The U.S. Supreme Court has heard oral argument this term in two cases with a potential impact on product liability law: Williamson v. Mazda Motor of Am., Inc., No. 08-1314 (U.S., argued November 3, 2010), and AT&T Mobility LLC. v. Concepcion, No. 09-893 (U.S., argued November 9, 2010). Williamson asks the Court whether the husband of a woman who died in an auto accident while wearing a lap-only seat belt can bring state-law-based claims against the car maker despite applicable federal rules that gave manufacturers the option of installing lap-only seat belts or shoulder/lap restraints in the rear middle seats of passenger vehicles. California courts determined that the federal law preempted the plaintiff’s state-law claims and dismissed the suit. Counsel for the plaintiff reportedly argued that the federal rule created a minimum standard under a statute with a savings clause that preserved common-law remedies. Mazda contended that the federal regulatory scheme, designed to promote child safety and flexibility, would be frustrated by allowing state-tort lawsuits.
Numerous commentators and legal scholars, meanwhile, wonder whether Concepcion “could end class-action litigation in America as we know it.” In that case, AT&T was sued for deceptive practices because it advertised discounted cell phones but charged sales tax on the full retail price. The plaintiffs sued on behalf of a class of consumers for alleged overpayments, but AT&T pointed to its customer contract, which required all claims to be submitted to arbitration and did not allow them to be pursued on a class-wide basis. Lower federal courts struck down the contract, ruling that it was imposed on consumers and violated public policy. The company argues that the Federal Arbitration Act preempts states “from conditioning the enforcement of an arbitration agreement on the availability of particular procedures—here, class-wide arbitration—when those procedures are not necessary to ensure that the parties to the arbitration agreement are able to vindicate their claims.”

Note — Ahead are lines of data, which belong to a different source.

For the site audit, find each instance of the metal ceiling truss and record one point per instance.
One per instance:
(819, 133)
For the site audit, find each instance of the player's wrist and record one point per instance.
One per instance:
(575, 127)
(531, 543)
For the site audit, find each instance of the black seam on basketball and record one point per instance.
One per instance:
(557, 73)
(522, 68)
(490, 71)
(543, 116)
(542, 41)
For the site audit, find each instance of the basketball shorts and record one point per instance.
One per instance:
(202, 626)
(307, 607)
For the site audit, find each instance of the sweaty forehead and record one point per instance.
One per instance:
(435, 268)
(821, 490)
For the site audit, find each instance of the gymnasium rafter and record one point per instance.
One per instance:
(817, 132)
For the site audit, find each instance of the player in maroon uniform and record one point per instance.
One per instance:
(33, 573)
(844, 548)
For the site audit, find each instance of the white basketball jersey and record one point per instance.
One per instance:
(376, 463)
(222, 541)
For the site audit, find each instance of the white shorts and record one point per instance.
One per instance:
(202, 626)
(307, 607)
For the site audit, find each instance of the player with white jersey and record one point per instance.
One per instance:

Numerous friend-of-the-court briefs have been filed in the case, and some commentators suggest that if the Court agrees with AT&T, “the consequences could be staggering.” According to Vanderbilt Law School Associate Professor Brian Fitzpatrick, “virtually all class actions today occur between parties who are in transactional relationships with one another: shareholders and corporations, consumers and merchants, employees and employers.… Once given the green light, it is hard to imagine any company would not want its shareholders, consumers and employees to agree to” arbitration agreements with class-action waivers. Fitzpatrick calls such an outcome “a terrible mistake,” arguing that the class-action device was created to help those with injuries too small to vindicate on an individual basis. By banding together, they can stop companies from cheating “people out of small amounts with impunity.”
Corporate interests find that class actions are not good for business, and an AT&T spokesperson reportedly noted that its arbitration agreement was consumer-friendly and offered significant benefits because it avoids “the burdensome costs of lawyer-driven class actions.” See The National Law Journal, November 3, 2010; The Los Angeles Times, November 5, 2010; The San Francisco Chronicle, November 7, 2010.